ANNE, AL BENİ…
- Ferhan Tutaşer
- 10 Oca 2019
- 1 dakikada okunur
Sorma. Ama anlatmak da istiyorum. Çünkü kimsem kalmadı.
Yine üzdüm seni ben. İki ayağım bir pabuçta, iki elim bir eldivende yaşamaya çalışıyor; kağıttan yapılmış ruhumu her gün başka bir yerde bulup topluyorum. Kalakaldım ortalarda. Ne yana gideceğimi bile bilmiyorum. Sevdiğin alnıma bulaştırmışım her şeyi. Bir yerlere gitmem, bir yerlere varmam gerekiyor. Evin halen ordadır değil mi anne. Olmasa da karnın vardır.
Anne… Al beni! 9 ay taşıdıysan daha da taşırsın, biliyorum.

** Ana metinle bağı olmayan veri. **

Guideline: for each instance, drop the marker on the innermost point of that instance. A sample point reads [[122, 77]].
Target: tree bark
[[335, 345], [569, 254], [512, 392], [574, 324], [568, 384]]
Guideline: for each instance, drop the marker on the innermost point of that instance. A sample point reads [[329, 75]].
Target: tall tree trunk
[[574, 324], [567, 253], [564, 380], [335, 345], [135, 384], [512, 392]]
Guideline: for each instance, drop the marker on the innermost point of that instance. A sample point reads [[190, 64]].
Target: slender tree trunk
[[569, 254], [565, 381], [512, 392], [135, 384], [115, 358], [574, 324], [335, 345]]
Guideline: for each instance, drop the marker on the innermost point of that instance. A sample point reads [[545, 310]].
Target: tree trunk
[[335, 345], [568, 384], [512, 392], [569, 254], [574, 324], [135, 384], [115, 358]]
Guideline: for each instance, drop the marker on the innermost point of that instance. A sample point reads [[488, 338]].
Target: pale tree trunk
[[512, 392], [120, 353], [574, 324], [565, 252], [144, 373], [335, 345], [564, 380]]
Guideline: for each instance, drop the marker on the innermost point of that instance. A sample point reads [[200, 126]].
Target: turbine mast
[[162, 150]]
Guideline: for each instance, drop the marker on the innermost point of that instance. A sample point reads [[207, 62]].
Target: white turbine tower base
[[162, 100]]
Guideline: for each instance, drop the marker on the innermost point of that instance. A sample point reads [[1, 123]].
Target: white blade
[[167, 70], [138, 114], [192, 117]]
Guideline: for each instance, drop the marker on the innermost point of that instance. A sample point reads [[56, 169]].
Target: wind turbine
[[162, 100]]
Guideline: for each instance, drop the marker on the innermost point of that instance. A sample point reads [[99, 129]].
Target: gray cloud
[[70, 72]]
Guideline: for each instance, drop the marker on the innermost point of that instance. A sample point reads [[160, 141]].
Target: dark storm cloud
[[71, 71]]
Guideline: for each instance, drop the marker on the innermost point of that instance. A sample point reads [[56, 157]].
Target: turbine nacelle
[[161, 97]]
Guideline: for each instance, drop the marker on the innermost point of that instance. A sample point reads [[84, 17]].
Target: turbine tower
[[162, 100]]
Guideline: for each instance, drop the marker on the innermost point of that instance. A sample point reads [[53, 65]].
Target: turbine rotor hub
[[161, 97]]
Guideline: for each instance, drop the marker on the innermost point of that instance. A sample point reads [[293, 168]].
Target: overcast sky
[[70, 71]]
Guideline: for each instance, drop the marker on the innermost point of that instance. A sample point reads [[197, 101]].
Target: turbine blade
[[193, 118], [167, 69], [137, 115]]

Dünyaya getirdiğinde de vaktini almıştım o gün, yordum seni. Ama başka yerim yok işte. Ne fırtınalardan geçtim. Tam teçhizat koşup durdum. Başıma büyük gelen miğferler takıp savaşa ittiler beni, kimse farkında değildi. Beni vurdular. Hiç de kaçmadım bak, daldım gitti içlerine. Çıktım ama kağıt ruhumu bulmam her defasında daha da zorlaştı. Nasıl da dışladılar beni, nasıl da… O anı anlatamam. Nasıl da dışladılar. Rahat rahat ağlayamayacağım kadar sıkıştırdılar beni. Ağlayamıyorum ben, bu nasıl bir haldir. Çocuğum ben diyorum yüzüncü keredir, senden başkasını inandıramıyorum. Büyümüşüm ben anne, bu nasıl mümkün olabilir. Beni beklediğini sandığım ümitlerim kentsel dönüşmüş diyicem; ne saçmalıyosun diyeceksin. Kayboldum ben anne. Çok uzaklardayım, komşulardan fazlasına sor beni. Bul beni. Al beni. İçine doğayım bu defa. Bunları da okumamış ol ve affet beni anne. Var olduğundan emin olduğum bir beyazlık olsun bari, o kadar ihtiyacım var ki.
Bilmediğin şeyler var. Yo, seni üzmek ister miyim hiç. Ne sen sor ne de ben yalan söyleyeyim.